Once sliced, the parfait will quickly lose its pinkish colour as exposure to air oxidises the chicken livers. If you’re not serving it all at once, press a piece of cling film directly onto the cut side of the parfait to protect and preserve it.
1. Melt a knob of butter in a saucepan over a medium heat. Fry the shallots, garlic, thyme and bay leaf for 7 minutes until soft but not coloured. Pour in the madeira, port and brandy, then turn the heat up and simmer until the liquid has reduced to about 4 tbsp. Cool.
2. Mix the livers in a bowl with the cooled alcohol mixture, the salts and the white pepper, then cover and marinate in the fridge for 24 hours.
3. Remove the marinated livers from the fridge and leave them to come up to room temperature (this will take about 40 minutes; see Chris’s tips). Melt the 500g butter in a saucepan, then take off the heat and leave to cool slightly.
4. Preheat the oven to 120°C/fan100°C/gas ½ and put a clean tea towel, folded in half, in the bottom of a deep roasting tin. Remove the bay leaf from the chicken livers, then whizz the mixture in a food processor until smooth. With the motor running, add the eggs, one at a time, then pour in the melted butter.
Once the mixture is smooth, work quickly to pass the mixture through a fine sieve.
Pour it into a 28cm x 7cm x 8.5cm deep terrine (we used a Le Creuset terrine).
5. Put the terrine on top of the tea towel in the roasting tin. Pour boiling water into the tin to halfway up the sides of the terrine (this is a bain marie). Quickly and lightly press a rectangle of baking paper on top of the mixture (to stop it rising as it cooks). Cover the top of the terrine with a layer of cling film, then foil – neither should trail in the water.

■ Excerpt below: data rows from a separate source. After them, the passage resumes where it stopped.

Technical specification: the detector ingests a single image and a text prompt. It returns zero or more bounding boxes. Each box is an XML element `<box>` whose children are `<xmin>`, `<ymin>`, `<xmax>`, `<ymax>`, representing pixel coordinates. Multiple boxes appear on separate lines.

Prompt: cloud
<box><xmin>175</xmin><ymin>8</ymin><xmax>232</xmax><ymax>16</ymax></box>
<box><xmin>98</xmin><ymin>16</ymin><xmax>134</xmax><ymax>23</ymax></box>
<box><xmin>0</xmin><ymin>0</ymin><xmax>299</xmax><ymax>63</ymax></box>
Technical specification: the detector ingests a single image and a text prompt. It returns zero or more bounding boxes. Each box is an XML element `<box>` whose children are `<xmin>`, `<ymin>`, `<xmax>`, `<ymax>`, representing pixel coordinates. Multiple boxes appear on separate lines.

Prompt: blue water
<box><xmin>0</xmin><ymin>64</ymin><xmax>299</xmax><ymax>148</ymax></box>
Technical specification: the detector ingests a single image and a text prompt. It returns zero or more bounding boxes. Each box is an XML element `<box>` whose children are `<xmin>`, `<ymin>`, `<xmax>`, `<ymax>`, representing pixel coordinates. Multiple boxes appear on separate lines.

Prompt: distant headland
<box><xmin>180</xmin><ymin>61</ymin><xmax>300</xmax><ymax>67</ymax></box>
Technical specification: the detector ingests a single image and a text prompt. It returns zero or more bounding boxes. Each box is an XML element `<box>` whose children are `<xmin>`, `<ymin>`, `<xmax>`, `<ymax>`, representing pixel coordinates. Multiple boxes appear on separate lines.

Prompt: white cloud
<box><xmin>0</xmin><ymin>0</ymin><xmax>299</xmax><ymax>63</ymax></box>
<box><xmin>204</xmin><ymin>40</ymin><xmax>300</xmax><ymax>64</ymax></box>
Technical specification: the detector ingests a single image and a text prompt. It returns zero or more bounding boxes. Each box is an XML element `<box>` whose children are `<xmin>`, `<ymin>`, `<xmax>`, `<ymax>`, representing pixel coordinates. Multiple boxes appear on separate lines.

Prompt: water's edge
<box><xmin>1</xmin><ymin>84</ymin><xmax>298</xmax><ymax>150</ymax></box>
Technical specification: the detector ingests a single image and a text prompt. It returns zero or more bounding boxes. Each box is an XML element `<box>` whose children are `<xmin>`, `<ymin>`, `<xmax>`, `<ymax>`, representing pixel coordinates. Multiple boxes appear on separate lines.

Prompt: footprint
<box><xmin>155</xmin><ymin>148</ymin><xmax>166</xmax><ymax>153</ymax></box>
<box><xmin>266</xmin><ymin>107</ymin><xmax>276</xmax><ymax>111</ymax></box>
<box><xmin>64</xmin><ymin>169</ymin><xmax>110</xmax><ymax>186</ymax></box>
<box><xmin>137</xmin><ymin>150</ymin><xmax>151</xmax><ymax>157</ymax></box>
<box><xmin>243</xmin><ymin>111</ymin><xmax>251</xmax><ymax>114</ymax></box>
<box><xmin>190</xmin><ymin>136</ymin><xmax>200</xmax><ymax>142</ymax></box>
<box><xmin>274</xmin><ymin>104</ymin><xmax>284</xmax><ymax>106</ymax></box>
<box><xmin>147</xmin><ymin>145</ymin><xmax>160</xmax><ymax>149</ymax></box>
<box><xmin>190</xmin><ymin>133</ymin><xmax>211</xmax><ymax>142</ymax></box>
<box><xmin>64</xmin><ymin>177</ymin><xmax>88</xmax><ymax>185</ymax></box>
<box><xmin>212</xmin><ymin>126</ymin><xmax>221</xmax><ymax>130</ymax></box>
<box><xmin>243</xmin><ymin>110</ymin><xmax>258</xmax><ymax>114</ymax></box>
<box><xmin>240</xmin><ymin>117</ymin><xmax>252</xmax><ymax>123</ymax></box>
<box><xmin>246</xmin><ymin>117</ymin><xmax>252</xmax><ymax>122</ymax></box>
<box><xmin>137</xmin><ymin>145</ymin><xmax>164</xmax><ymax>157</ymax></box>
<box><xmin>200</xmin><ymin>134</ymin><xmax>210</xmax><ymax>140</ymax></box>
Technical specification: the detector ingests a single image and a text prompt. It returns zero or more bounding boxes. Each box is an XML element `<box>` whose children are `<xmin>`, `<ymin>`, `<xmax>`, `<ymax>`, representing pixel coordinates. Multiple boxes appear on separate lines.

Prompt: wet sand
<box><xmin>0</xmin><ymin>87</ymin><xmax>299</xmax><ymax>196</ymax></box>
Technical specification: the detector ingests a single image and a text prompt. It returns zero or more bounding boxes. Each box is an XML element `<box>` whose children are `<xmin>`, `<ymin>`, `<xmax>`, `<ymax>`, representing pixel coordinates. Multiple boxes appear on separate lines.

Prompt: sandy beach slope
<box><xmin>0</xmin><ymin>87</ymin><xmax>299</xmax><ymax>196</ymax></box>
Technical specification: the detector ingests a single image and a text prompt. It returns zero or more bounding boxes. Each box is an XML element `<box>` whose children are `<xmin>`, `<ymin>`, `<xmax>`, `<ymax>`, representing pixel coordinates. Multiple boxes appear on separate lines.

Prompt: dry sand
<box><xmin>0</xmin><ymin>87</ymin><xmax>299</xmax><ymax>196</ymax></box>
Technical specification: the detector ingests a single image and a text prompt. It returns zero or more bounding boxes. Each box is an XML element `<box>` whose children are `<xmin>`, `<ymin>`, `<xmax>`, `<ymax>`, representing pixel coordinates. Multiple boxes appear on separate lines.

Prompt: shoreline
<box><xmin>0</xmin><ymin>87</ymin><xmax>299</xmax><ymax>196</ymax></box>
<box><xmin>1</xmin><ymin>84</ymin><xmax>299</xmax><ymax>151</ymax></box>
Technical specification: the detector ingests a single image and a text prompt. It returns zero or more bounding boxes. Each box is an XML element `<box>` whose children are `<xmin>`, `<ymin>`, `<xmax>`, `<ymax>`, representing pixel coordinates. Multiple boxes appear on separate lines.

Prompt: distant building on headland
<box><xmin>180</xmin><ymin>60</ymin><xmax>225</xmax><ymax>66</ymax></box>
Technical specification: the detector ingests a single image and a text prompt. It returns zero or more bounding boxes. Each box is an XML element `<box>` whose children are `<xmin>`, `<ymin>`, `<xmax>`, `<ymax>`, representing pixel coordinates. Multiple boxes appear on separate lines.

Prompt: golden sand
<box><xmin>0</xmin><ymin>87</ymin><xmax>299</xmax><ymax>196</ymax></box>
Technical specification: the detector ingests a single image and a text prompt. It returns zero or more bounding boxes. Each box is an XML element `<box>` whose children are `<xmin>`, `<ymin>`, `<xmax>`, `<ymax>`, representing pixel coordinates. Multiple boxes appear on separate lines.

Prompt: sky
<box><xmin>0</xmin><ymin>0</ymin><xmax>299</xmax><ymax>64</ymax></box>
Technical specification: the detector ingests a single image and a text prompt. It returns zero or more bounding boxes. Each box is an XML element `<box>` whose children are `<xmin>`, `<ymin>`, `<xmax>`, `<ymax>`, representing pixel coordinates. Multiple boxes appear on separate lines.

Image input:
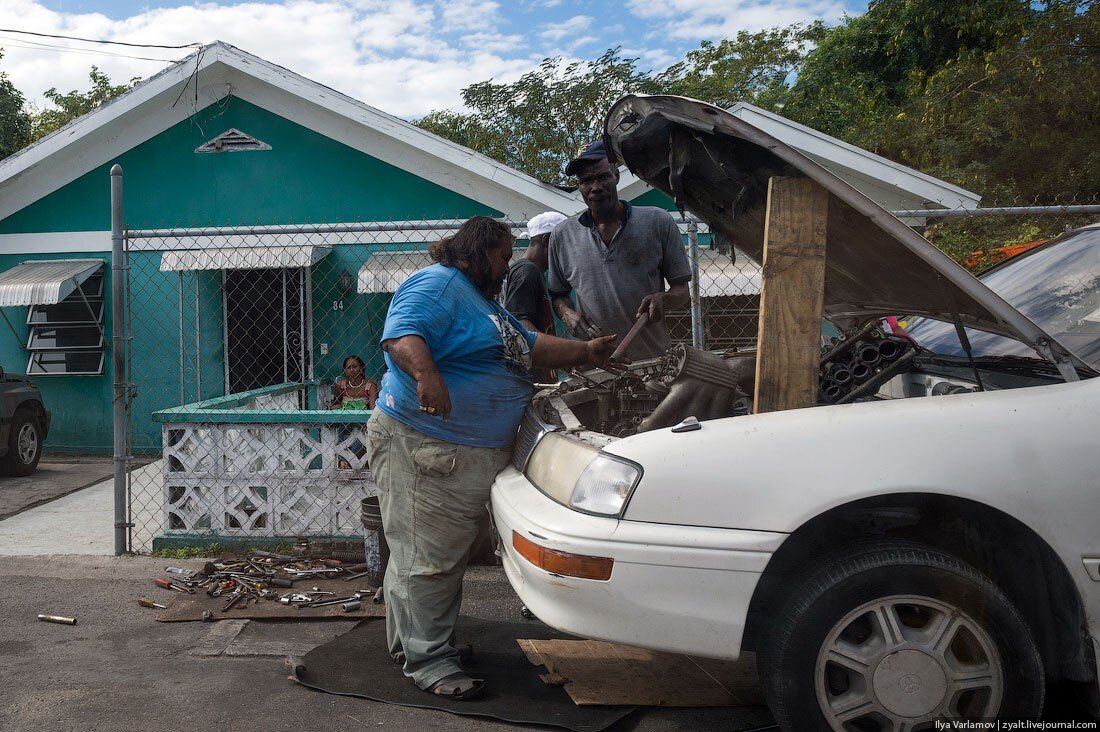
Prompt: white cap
<box><xmin>526</xmin><ymin>212</ymin><xmax>568</xmax><ymax>239</ymax></box>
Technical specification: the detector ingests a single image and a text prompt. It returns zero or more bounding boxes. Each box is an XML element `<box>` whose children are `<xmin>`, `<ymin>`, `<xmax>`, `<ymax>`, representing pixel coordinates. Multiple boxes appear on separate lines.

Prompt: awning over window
<box><xmin>159</xmin><ymin>245</ymin><xmax>332</xmax><ymax>272</ymax></box>
<box><xmin>0</xmin><ymin>259</ymin><xmax>105</xmax><ymax>307</ymax></box>
<box><xmin>356</xmin><ymin>248</ymin><xmax>761</xmax><ymax>296</ymax></box>
<box><xmin>357</xmin><ymin>251</ymin><xmax>433</xmax><ymax>294</ymax></box>
<box><xmin>356</xmin><ymin>249</ymin><xmax>533</xmax><ymax>294</ymax></box>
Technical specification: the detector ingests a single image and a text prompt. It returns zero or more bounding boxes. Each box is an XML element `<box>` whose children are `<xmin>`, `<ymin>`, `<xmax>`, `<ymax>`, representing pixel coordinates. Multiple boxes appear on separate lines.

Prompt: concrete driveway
<box><xmin>0</xmin><ymin>458</ymin><xmax>112</xmax><ymax>521</ymax></box>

6. Put the roasting tin straight in the oven and cook for 1¾-2 hours until the terrine has a nice wobble and a digital thermometer pushed into the centre reads between 60°C-65°C (we recommend Thermapen). Remove the terrine from the oven. Leave to cool, then chill in the fridge overnight. (Don’t worry if it seems very wobbly when it comes out of the oven – the butter will solidify on cooling and the whole thing will firm up.)
7. The next day, spread a thin layer of the butter and oil mixture over the top of the parfait, then return to the fridge for the butter to harden (about 20-30 minutes). To turn out, run a hot, dry knife around the inside edges of the terrine. Briefly dip the terrine in a sink filled with hot water, then invert onto a board so the butter is at the bottom. If it won’t budge, keep running the hot knife around the edges of the parfait and give it a good shake when inverted to try to loosen the vacuum. Or run a chef’s blowtorch around the outside of the terrine to loosen the parfait.
8. Once out of the terrine, gently smooth the edges of the parfait and sharpen the corners with a small round-bladed knife. Return the parfait to the fridge for 20 minutes (or the freezer for 10 minutes) to harden, then remove and cover the remaining sides with a thin layer of the butter mixture, working quickly.
9. Return to the fridge for another 10-15 minutes, then slice with a hot, dry knife. Serve with toasted brioche and chutney.